Meet the young working-class Muslim trying to boot Boris Johnson out of Parliament

Ali Milani is aiming to overturn a 5,000 majority

Labour’s candidate for Uxbridge and South Ruislip is everything Boris Johnson isn’t – and he thinks he has a real shot of getting him out of Parliament at the next election.

Ali Milani and his mum moved from Iran to Wembley when he was five years old. While Johnson attended Eton, Milani grew up on a council estate and says he had a “very working-class, relatively poor upbringing”.

Like many people in their twenties, he was introduced to politics first through the protests against the Iraq War (which Johnson voted for) and then again when the Coalition government tripled his tuition fees.

Despite the rise in fees, Milani went to Brunel University, which is about ten miles from where he grew up and in the constituency he is now running for.

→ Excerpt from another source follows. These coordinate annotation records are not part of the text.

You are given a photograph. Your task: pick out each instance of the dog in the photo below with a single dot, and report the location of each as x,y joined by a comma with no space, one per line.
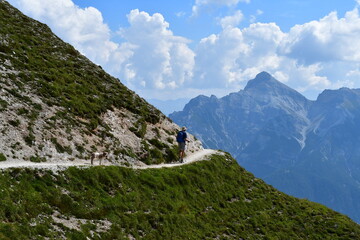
97,155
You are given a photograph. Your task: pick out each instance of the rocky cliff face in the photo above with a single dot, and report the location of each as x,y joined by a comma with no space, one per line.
56,105
306,148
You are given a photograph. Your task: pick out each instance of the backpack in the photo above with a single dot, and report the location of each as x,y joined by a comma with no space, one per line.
180,136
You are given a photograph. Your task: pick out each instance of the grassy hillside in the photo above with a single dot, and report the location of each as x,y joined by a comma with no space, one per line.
56,105
59,73
214,199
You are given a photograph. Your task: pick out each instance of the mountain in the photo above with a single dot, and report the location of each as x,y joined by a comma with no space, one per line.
169,106
58,107
309,149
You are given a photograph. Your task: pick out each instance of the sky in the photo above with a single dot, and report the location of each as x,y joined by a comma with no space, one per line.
168,50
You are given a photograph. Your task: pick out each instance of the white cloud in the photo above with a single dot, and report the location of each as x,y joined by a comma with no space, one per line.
150,57
83,28
158,59
152,60
203,3
253,18
329,39
231,21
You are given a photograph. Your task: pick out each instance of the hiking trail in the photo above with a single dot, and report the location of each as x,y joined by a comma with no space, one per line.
190,158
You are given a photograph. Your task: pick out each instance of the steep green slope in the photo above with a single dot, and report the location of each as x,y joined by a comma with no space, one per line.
59,73
56,105
214,199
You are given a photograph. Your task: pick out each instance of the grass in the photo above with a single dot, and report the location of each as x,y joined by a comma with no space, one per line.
206,200
60,74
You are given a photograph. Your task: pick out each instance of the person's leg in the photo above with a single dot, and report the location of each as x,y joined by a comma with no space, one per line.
181,151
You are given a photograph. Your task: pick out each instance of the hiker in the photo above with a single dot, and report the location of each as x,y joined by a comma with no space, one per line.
181,138
97,155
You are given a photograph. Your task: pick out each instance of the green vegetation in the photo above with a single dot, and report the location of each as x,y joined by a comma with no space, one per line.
37,159
214,199
59,73
2,157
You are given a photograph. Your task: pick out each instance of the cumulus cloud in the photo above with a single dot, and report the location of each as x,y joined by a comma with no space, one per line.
152,60
159,59
83,28
203,3
150,56
330,39
231,21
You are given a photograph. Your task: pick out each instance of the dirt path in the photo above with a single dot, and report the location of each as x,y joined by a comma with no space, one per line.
197,156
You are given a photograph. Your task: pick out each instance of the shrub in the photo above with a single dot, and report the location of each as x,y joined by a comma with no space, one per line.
2,157
14,123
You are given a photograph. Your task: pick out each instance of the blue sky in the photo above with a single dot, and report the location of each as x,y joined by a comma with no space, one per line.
180,49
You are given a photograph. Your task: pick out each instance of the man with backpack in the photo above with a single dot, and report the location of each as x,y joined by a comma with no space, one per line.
181,138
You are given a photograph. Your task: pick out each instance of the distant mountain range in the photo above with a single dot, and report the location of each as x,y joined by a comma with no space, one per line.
309,149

Having grown up under New Labour, he regarded himself as too left-wing for the Labour Party. So when he saw that a Labour MP was visiting Brunel, he decided to go along and argue that Labour had strayed from its traditional values.

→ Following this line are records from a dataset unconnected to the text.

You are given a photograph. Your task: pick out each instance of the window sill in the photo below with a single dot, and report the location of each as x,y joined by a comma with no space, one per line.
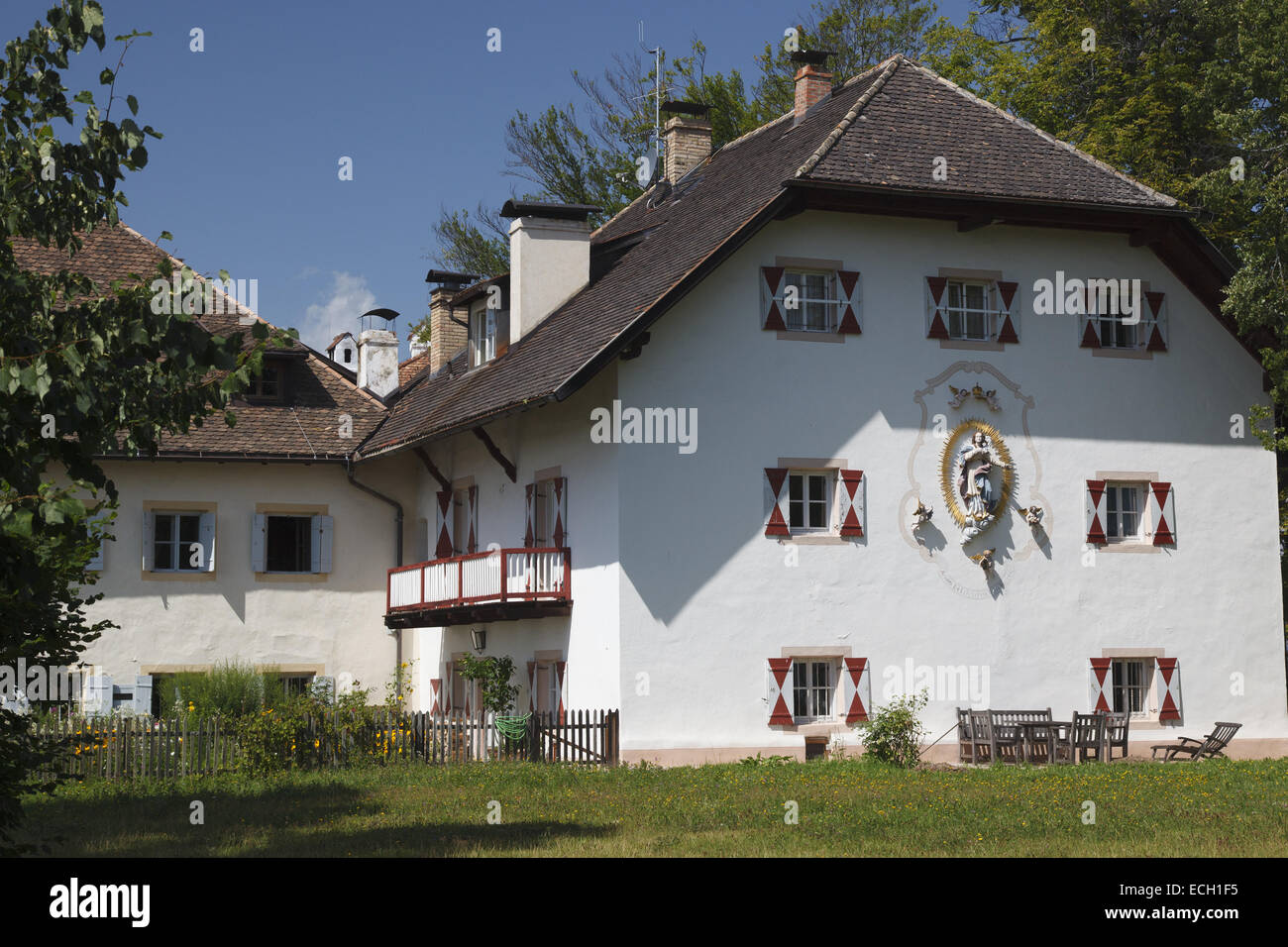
178,577
811,337
1134,355
291,577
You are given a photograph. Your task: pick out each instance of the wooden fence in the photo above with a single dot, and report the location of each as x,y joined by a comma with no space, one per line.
141,748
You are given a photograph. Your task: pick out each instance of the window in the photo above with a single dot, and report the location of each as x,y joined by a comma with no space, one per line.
176,543
809,300
812,686
269,384
1131,685
807,501
287,544
1124,519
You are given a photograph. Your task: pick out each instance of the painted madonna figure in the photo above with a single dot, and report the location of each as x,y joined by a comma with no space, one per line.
974,463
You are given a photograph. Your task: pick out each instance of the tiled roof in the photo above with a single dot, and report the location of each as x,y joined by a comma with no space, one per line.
321,392
881,129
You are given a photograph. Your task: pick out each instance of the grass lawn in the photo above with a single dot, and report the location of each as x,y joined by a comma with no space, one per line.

“As a wise 18 year old, I thought it would be clever to go. I thought the Labour Party wasn’t left-wing enough. I didn’t think it dealt with the concentration of wealth well enough. Following the Iraq War and the Afghanistan War and the backdoor privatisations of the NHS and all this.

So I showed up to this event thinking I was going to ask this Labour MP a bunch of difficult questions and every question the audience asked, this guy knocked it out of the park. His name was John McDonnell and he was absolutely brilliant. I was pleasantly surprised and I thought things were getting better under Ed Miliband so I joined the Labour Party in early 2015.”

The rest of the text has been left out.